Sunday, September 18, 2016

Reaching Up

     Eight feet above me there is a little window with bars and two panels consisting of 8x8 squares of hardened glass that I am able to reach and slide for fresh air.  If I stand on my tip toes I can slide it over and let the light and air in at the same time.  It's the only avenue I have for myself  that allows me any kind of contact with the outside world.  Reaching up, I do this daily and it's my only joy I have.  You see, I'm a prisoner, solitary confinement for me.  I get it, I was bad man and this is what they gave me instead of death.  Life in this 10x 10 cubicle of concrete, stainless steel and 1 bed, outfitted with the barest of comfort.  1 stainless steel mirror anchored to the wall, no glass ( for suicide precautions) and a toilet and sink also stainless no porcelain.  Again for precautions.  I guess they kinda expect it of all those who are lifers.  I get it, I was a bad man, and they want me to know it every single day for the rest of my life.
     I killed in the heat of the moment. Premeditated, no, my lawyer argued against that, still I ended up here because the jury saw what was in my heart.  It came out suddenly, violently, directed at an innocent and here I am.  Been here now for going on 25 years.   I killed my boss. I guess now that I've had these many years thinking about it I didn't mean too.  But I got my old man's temper, rage and all.  It's better now than it was.  I been going to classes reading self-help and lastly been listening to a man been visiting me here weekly religiously for a year.
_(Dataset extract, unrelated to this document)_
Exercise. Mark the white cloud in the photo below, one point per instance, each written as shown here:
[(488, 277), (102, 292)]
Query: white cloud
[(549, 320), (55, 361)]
Preacher man.
     Why he keep coming when others don't I do not know, but I like him and his words make me feel better.  Something about him different, than all the other preachers I have heard when I was young.  Something ring true with him.
     He keeps sayin, "Reach-up" when you have to and don't have anyone else to help and he will answer you.  "He means Jesus, that's who. He name him for me so I know who it is when I get an answer."  I said," been here 25 years and no answer, you know?"  But he says,
     "He will on his timing not yours!"  Well I said,
     "Better hurry cause I'm gettin gray and tired."

"Just reach up like you reach for that window, every day he says. Let the light that is like that window come on in and you will know it's him."
"Preacher man must know better than I cause that's what he does, but I'll try. His name is John.  "Just like the Baptist of the Bible," he said. "Okay I say," and he leaves me alone again.
     Morning again, I stretch, and I can see the light, a purplely-yellow, and I reach-up, slide the window and say "Jesus......Come in"......"Please, I don't want to be lonely anymore, please, I want to give you this rage an temper, I can't get rid of it." And, just then I feel it. The light comes in, through the hardened glass  window, and the hardness of my heart suddenly and un-expectedly turn into a joy, a smile, a filling like I never felt before.
      Preacher man was right......JUST REACH-UP, AND TRUST, NO MATTER HOW MANY YEARS IT TAKES, HE KNOWS YOUR LIFE SPAN!